Canine Breeds Associated with Inherited Deafness
|American-Canadian shepherd||Italian greyhound|
|American cocker spaniel||Jack Russell terrier|
|American Staffordshire terrier||Labrador retriever|
|Australian cattle dog||Maltese|
|Australian shepherd||Miniature pincer|
|Beagle||Miniature poodle mongrel|
|Bichon frise||Norwegian dunkerhound|
|Border collie||Nova Scotia duck tolling retriever|
|Borzoi||Old English sheepdog|
|Boxer||Pit bull terrier|
|Bull terrier||Poodle (toy & miniature)|
|Catahoula leopard dog||Puli|
|Doberman pincer||Sealyham terrier|
|Dogo Argentino||Shetland sheepdog|
|English cocker spaniel||Shropshire terrier|
|English setter||Soft-coated Wheaton terrier|
|Fox terrier||Sussex spaniel|
|French bulldog||Tibetan spaniel|
|German shepherd||Tibetan terrier|
|Great Dane||Walker American foxhound|
|Great Pyrenees||West Highland white terrier|
The trait is associated with the dominant merle or dapple gene in collies, Shetland sheepdogs, Great Danes, and dachshunds. The incidence of deafness tends to increase with increasing amount of white in the coat, and dogs homozygous for the merle gene are usually deaf and may be solid white, blind, or sterile, The piebald or extreme piebald gene is associated with deafness in dalmatians, bull terriers, Great Pyrenees, Sealyham terriers, greyhounds, bulldogs, and beagles. Inheritance is thought to be autosomal recessive, but the trait may be polygenic.

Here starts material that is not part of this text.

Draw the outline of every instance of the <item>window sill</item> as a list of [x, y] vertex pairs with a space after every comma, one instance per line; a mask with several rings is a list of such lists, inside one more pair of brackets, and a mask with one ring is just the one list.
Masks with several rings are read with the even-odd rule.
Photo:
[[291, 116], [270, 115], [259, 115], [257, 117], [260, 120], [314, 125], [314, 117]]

Heterochromia irides and lack of retinal pigment are associated with white color in dogs and cats. Hearing loss may be associated with absence of pigment in the cochlear stria vascularis. Diminished blood supply and disorders of endolymph production, with changes in the chemical or mechanical properties of endolymph, lead to degeneration of the organ of Corti secondary to stria vascularis atrophy. Loss of hair cells and abnormalities of the cochlear duct, Reissner membrane, tectorial membrane, and internal spiral suicus are typical of cochleosaccular type of end-organ degeneration seen in these cases.,
Clinical signs of deafness may be recognized in puppies as young as 3 weeks of age by astute owners; definitive diagnosis of uni- or bilateral deafness is usually made by BAER testing at 5 to 6 weeks of age when the auditory system is completely developed and cochlear degeneration, if present, is complete.
Congenital Acquired Sensorineural Deafness Exposure to bacteria, ototoxic drugs, low oxygen tension, and trauma in utero or during the perinatal period rarely causes deafness in young animals.